I am relatively skeptical of social science. I don’t think it’s merit-less, per se, but it certainly doesn’t merit the term “science”. Social fields are very speculative, with replication failures pointing to broadly flawed methodology. As I’ve pointed out before, the social fields confer a veneer of authority that makes them ripe for abuse; more fundamentally, social research can justify decisions made by elites, which creates an incentive to designate such fields as science. It’s also been shown that people with Ph.Ds in political science are not any more predictive than reasonably well-educated people who lack that putative “expertise”. That is to say, we feel that we ought to call things like psychology sciences because doing so means we can use its findings to lend scientific authority to our own viewpoint. There is still no working model of human cognition, nor of the economy, nor, a fortiori, for society. I’m perfectly fine with according some authority to social fields, but we ought to stop calling them “social science” because that implies that they have a degree of authority approaching physics or chemistry. Their ideas ought to be taken as something interesting to chew on and consider, not the last word on a topic. Or anything approaching the last word.

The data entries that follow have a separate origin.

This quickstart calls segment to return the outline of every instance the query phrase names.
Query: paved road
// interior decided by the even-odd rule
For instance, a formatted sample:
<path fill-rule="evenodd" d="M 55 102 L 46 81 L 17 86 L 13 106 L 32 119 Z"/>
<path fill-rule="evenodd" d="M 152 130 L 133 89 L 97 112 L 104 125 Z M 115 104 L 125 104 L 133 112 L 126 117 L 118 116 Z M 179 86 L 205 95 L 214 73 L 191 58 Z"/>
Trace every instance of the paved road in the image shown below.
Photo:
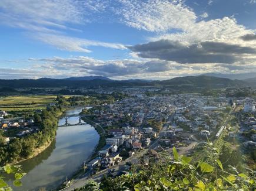
<path fill-rule="evenodd" d="M 170 121 L 172 121 L 173 117 L 174 117 L 174 114 L 172 114 L 172 115 L 169 117 L 168 120 L 169 119 L 171 120 Z M 165 131 L 165 128 L 162 128 L 160 132 L 162 132 L 163 131 Z M 146 148 L 145 149 L 143 149 L 139 152 L 135 153 L 135 154 L 134 156 L 128 158 L 125 161 L 122 161 L 118 165 L 111 166 L 111 168 L 109 168 L 109 169 L 114 169 L 115 171 L 124 170 L 125 169 L 124 165 L 125 165 L 126 162 L 131 162 L 133 159 L 138 158 L 141 156 L 144 155 L 148 149 L 153 149 L 155 148 L 158 145 L 158 141 L 159 139 L 160 139 L 159 137 L 157 138 L 154 141 L 152 141 L 151 142 L 151 144 L 148 148 Z M 99 182 L 100 180 L 104 177 L 104 176 L 107 174 L 107 173 L 108 173 L 108 169 L 101 170 L 91 177 L 89 177 L 88 176 L 89 175 L 88 173 L 86 173 L 81 178 L 75 180 L 71 186 L 65 189 L 63 189 L 61 190 L 65 190 L 65 191 L 74 190 L 76 188 L 82 187 L 89 180 Z"/>
<path fill-rule="evenodd" d="M 109 169 L 114 169 L 115 171 L 124 170 L 125 170 L 124 165 L 125 165 L 126 162 L 131 162 L 133 159 L 138 158 L 141 156 L 142 155 L 144 155 L 149 149 L 153 149 L 155 148 L 158 145 L 158 141 L 159 141 L 159 138 L 156 139 L 154 141 L 152 141 L 153 142 L 152 143 L 151 145 L 150 145 L 148 146 L 148 148 L 143 149 L 139 152 L 138 152 L 134 156 L 129 157 L 128 159 L 127 159 L 125 161 L 121 162 L 118 165 L 111 166 L 109 168 Z M 88 177 L 88 174 L 85 174 L 85 176 L 86 175 L 87 175 L 87 176 L 84 177 L 85 176 L 84 176 L 82 178 L 75 180 L 71 186 L 65 189 L 63 189 L 61 190 L 65 190 L 65 191 L 74 190 L 76 188 L 82 187 L 89 180 L 99 182 L 100 180 L 104 176 L 104 175 L 107 174 L 108 169 L 106 169 L 103 170 L 101 170 L 91 177 Z"/>

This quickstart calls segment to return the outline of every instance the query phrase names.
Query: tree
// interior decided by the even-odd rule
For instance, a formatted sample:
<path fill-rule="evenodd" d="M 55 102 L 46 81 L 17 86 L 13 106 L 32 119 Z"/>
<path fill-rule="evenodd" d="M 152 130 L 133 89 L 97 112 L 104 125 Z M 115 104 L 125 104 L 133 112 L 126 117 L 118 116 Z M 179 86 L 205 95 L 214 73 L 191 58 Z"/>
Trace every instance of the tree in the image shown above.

I think there is some validity to IQ and its ability to predict things. It’s one of the very few findings in social science that does not fail either to replicate or get us beyond common sense. IQ seems to predict educational and professional outcomes with a surprising degree of consistency, and it is very replicable. However, I can’t just use special pleading to exempt IQ from my skepticism of social science, so something has to give. Do I say that social science has more validity than I thought it did, or try to fit the apparent validity of IQ into my skepticism by reducing it to common sense somehow?

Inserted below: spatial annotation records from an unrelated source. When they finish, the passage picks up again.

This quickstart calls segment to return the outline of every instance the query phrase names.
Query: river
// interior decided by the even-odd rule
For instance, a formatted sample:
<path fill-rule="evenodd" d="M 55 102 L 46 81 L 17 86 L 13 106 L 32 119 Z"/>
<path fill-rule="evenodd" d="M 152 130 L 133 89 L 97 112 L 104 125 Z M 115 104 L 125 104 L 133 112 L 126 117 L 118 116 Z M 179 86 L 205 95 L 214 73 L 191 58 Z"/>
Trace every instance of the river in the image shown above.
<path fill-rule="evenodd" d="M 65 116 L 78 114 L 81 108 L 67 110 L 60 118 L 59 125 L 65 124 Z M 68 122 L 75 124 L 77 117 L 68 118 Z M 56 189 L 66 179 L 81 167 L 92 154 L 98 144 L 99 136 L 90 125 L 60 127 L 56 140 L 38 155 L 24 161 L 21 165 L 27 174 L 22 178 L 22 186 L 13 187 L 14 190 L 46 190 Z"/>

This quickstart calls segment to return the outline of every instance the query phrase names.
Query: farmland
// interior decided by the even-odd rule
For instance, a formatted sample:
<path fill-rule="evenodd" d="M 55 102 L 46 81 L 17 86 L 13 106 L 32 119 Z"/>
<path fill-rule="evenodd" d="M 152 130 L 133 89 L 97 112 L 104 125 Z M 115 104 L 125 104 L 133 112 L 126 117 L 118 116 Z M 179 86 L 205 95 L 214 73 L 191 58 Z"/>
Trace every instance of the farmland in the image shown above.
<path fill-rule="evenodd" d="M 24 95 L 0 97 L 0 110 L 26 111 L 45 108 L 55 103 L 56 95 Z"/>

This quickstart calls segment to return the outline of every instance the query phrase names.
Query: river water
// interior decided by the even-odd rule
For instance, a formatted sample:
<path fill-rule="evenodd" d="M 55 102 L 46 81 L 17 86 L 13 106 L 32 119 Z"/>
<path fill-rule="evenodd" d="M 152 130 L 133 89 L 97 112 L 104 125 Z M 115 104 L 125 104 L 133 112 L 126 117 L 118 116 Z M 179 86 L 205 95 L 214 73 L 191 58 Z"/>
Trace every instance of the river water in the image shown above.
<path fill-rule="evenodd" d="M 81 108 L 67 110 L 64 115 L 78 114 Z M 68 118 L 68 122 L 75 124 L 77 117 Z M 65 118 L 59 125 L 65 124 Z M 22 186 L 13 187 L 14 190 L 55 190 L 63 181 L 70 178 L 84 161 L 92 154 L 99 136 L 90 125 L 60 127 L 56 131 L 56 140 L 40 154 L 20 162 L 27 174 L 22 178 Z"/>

Image from Wikimedia Commons
I’ve puzzled over this for a little while, and I’ve come to this conclusion: IQ does get us beyond common sense, but only by an inch, as it were.
I think that it’s fairly commonsensical to say something like this: “If you give ten people a math test, and they all have roughly the same level of mathematical understanding, then their performance on the test will, all things being equal, correlate with their intelligence.” If you’re good at taking math tests, you’re probably smart. If you’re not good at them, you might not be as smart. So far, this is just common sense, and it also is born out by the data insofar as social science has data: standardized tests, such as the SAT, LSAT, GRE, and MCAT, all correlate heavily with IQ tests.
The place where IQ gets us past common sense is by employing a clever trick with the math. The problem is that performance on math is greatly affected by math background. See, if you give a really smart person a test on differential equations, but that person has never bothered to study math (maybe they just don’t care for it), they’ll probably bomb the test, ‘cause you need lots of math background to understand differential equations and sheer smarts doesn’t cut it. You have to have prior education. You have to have some background. The clever trick of IQ tests is that they figured out a bunch of mathy-type questions that don’t need any background. Shape rotation, for example, doesn’t require as much math background as something like linear algebra or topology. Lots and lots of people understand how to pick up an object and rotate it, and doing the mental equivalent of that isn’t a big jump. So IQ gives us a sort of math test that we can give people without assuming that they’ve had X years of math classes.
And that’s about it. That’s as far as IQ gets us. I’m not too hung up on the exact numbers. Maybe five points is significant, but I kind of doubt it. I’m sure that intelligence researchers will insist that their findings are very rigorous and all relevant research show blah blah blah snore, but I don’t care that much to be honest. All of the jargon and supposed rigor around IQ doesn’t get us much further than common sense — and that’s exactly what we should expect from good social research. Not some astonishing discovery, but an incremental advance that takes us slightly beyond where common sense leaves off. Anything more than that should trigger skepticism.
So in summary: yes, I think IQ is valid, and it does represent an incremental advance past common sense. But an increment is just an increment. I speculate that we may not get another incremental advance until the first one has been absorbed into common sense.